First, JetPack, a service provided by WordPress that does monitoring and statistics on WordPress blogs has said that my blog was not reachable. Typically this is something that easily resolves itself with monit and other tools in place. Then nearly an hour later AWS determines there is a problem stating:
Dear Amazon EC2 Customer,
We have important news about your account (AWS Account ID: 117905818048). EC2 has detected degradation of the underlying hardware hosting your Amazon EC2 instance (instance-ID: i-91a71e55) in the us-west-2 region. Due to this degradation, your instance could already be unreachable. After 2016-07-13 08:00 UTC your instance, which has an EBS volume as the root device, will be stopped.
You can see more information on your instances that are scheduled for retirement in the AWS Management Console (https://console.aws.amazon.com/ec2/v2/home?region=us-west-2#Events)
* How does this affect you?
Your instance’s root device is an EBS volume and the instance will be stopped after the specified retirement date. You can start it again at any time. Note that if you have EC2 instance store volumes attached to the instance, any data on these volumes will be lost when the instance is stopped or terminated as these volumes are physically attached to the host computer
* What do you need to do?
You may still be able to access the instance. We recommend that you replace the instance by creating an AMI of your instance and launch a new instance from the AMI. For more information please see Amazon Machine Images (http://docs.aws.amazon.com/AWSEC2/latest/UserGuide/AMIs.html) in the EC2 User Guide.
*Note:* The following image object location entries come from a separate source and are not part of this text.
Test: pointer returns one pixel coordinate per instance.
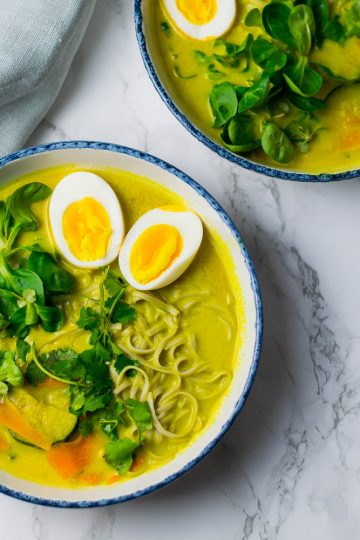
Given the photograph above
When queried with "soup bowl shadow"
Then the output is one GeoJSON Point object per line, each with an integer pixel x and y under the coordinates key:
{"type": "Point", "coordinates": [90, 154]}
{"type": "Point", "coordinates": [143, 32]}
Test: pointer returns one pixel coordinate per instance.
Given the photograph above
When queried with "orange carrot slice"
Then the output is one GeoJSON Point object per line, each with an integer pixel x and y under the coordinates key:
{"type": "Point", "coordinates": [11, 418]}
{"type": "Point", "coordinates": [70, 458]}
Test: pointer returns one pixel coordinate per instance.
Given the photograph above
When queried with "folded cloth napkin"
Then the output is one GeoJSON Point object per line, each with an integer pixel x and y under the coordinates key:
{"type": "Point", "coordinates": [38, 41]}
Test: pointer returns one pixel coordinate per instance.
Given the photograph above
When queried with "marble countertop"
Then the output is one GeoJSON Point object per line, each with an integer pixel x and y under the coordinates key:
{"type": "Point", "coordinates": [290, 466]}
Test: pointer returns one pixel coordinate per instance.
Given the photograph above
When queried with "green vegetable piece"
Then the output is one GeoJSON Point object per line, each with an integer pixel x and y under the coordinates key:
{"type": "Point", "coordinates": [242, 134]}
{"type": "Point", "coordinates": [31, 316]}
{"type": "Point", "coordinates": [326, 27]}
{"type": "Point", "coordinates": [89, 319]}
{"type": "Point", "coordinates": [253, 18]}
{"type": "Point", "coordinates": [51, 317]}
{"type": "Point", "coordinates": [309, 104]}
{"type": "Point", "coordinates": [140, 413]}
{"type": "Point", "coordinates": [4, 322]}
{"type": "Point", "coordinates": [301, 78]}
{"type": "Point", "coordinates": [8, 303]}
{"type": "Point", "coordinates": [22, 280]}
{"type": "Point", "coordinates": [22, 348]}
{"type": "Point", "coordinates": [223, 102]}
{"type": "Point", "coordinates": [275, 19]}
{"type": "Point", "coordinates": [255, 95]}
{"type": "Point", "coordinates": [55, 424]}
{"type": "Point", "coordinates": [302, 27]}
{"type": "Point", "coordinates": [86, 426]}
{"type": "Point", "coordinates": [119, 454]}
{"type": "Point", "coordinates": [267, 55]}
{"type": "Point", "coordinates": [114, 285]}
{"type": "Point", "coordinates": [55, 278]}
{"type": "Point", "coordinates": [10, 372]}
{"type": "Point", "coordinates": [276, 144]}
{"type": "Point", "coordinates": [20, 201]}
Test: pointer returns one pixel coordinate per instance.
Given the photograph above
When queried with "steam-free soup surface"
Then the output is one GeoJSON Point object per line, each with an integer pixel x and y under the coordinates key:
{"type": "Point", "coordinates": [328, 139]}
{"type": "Point", "coordinates": [185, 339]}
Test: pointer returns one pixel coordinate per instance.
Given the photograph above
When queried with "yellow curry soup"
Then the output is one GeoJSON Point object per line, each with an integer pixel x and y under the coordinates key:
{"type": "Point", "coordinates": [191, 68]}
{"type": "Point", "coordinates": [179, 351]}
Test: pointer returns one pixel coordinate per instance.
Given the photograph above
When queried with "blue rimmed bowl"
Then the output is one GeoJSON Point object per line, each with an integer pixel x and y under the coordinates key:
{"type": "Point", "coordinates": [148, 45]}
{"type": "Point", "coordinates": [102, 155]}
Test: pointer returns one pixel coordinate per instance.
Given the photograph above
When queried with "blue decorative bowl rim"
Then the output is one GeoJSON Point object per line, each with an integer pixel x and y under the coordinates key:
{"type": "Point", "coordinates": [94, 145]}
{"type": "Point", "coordinates": [217, 148]}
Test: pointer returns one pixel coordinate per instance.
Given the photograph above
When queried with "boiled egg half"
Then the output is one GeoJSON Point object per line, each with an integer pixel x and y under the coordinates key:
{"type": "Point", "coordinates": [202, 19]}
{"type": "Point", "coordinates": [160, 246]}
{"type": "Point", "coordinates": [86, 220]}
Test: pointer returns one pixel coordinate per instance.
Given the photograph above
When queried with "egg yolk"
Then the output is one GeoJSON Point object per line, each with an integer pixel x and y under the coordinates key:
{"type": "Point", "coordinates": [154, 252]}
{"type": "Point", "coordinates": [197, 11]}
{"type": "Point", "coordinates": [87, 229]}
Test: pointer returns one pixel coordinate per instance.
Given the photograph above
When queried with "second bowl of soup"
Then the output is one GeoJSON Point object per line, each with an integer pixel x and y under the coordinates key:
{"type": "Point", "coordinates": [130, 324]}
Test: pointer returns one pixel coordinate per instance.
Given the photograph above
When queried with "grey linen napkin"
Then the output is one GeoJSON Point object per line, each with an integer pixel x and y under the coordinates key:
{"type": "Point", "coordinates": [38, 41]}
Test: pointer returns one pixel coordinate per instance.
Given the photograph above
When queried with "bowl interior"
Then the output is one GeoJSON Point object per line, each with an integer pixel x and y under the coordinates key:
{"type": "Point", "coordinates": [152, 57]}
{"type": "Point", "coordinates": [103, 155]}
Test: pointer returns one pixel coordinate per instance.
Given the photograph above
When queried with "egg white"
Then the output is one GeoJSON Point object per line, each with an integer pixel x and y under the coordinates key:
{"type": "Point", "coordinates": [72, 188]}
{"type": "Point", "coordinates": [217, 27]}
{"type": "Point", "coordinates": [190, 228]}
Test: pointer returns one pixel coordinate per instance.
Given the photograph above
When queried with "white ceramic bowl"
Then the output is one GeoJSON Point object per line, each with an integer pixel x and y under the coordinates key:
{"type": "Point", "coordinates": [150, 54]}
{"type": "Point", "coordinates": [102, 155]}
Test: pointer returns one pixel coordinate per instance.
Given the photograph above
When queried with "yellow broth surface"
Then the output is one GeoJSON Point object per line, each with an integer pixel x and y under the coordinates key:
{"type": "Point", "coordinates": [216, 323]}
{"type": "Point", "coordinates": [189, 83]}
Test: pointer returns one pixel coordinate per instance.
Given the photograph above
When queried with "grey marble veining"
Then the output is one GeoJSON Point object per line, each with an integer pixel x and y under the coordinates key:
{"type": "Point", "coordinates": [290, 466]}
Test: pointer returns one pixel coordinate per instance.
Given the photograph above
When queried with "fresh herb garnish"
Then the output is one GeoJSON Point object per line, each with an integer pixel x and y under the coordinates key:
{"type": "Point", "coordinates": [25, 293]}
{"type": "Point", "coordinates": [291, 31]}
{"type": "Point", "coordinates": [10, 373]}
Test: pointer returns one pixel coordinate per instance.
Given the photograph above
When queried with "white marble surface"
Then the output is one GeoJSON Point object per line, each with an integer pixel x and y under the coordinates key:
{"type": "Point", "coordinates": [290, 466]}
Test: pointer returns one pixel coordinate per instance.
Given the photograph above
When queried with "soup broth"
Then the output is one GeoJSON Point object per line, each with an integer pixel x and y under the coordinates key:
{"type": "Point", "coordinates": [322, 140]}
{"type": "Point", "coordinates": [181, 351]}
In case of difficulties stopping your EBS-backed instance, please see the Instance FAQ (http://aws.amazon.com/instance-help/#ebs-stuck-stopping).
* Why retirement?
AWS may schedule instances for retirement in cases where there is an unrecoverable issue with the underlying hardware. For more information about scheduled retirement events please see the EC2 user guide (http://docs.aws.amazon.com/AWSEC2/latest/UserGuide/instance-retirement.html). To avoid single points of failure within critical applications, please refer to our architecture center for more information on implementing fault-tolerant architectures: http://aws.amazon.com/architecture
If you have any questions or concerns, you can contact the AWS Support Team on the community forums and via AWS Premium Support at: http://aws.amazon.com/support
Amazon Web Services
So this morning I attempt to create an AMI from my image and it fails, my last backup was over a month ago, what to do? First I create a snapshot of a volume; this succeeds. Then I used a previously created AMI to launch a new EC2 Instance, stop said instance, detach the volume and create and attach a volume from from the snapshot I just made. Now just a little finagling with my elastic IP and boom were back up.
- Prepare for hardware to fail at any time.
- Automated backups are your friends (even for non critical things like a blog)
- Design for HA to ensure minimal downtime in a production application on the cloud
Thanks AWS for the notice but I would have imagined that a billion dollar company would be able to detect a hardware issue before JetPack by WordPress determines my site is down. Then again perhaps I should have had my CloudWatch alarms notify me on this.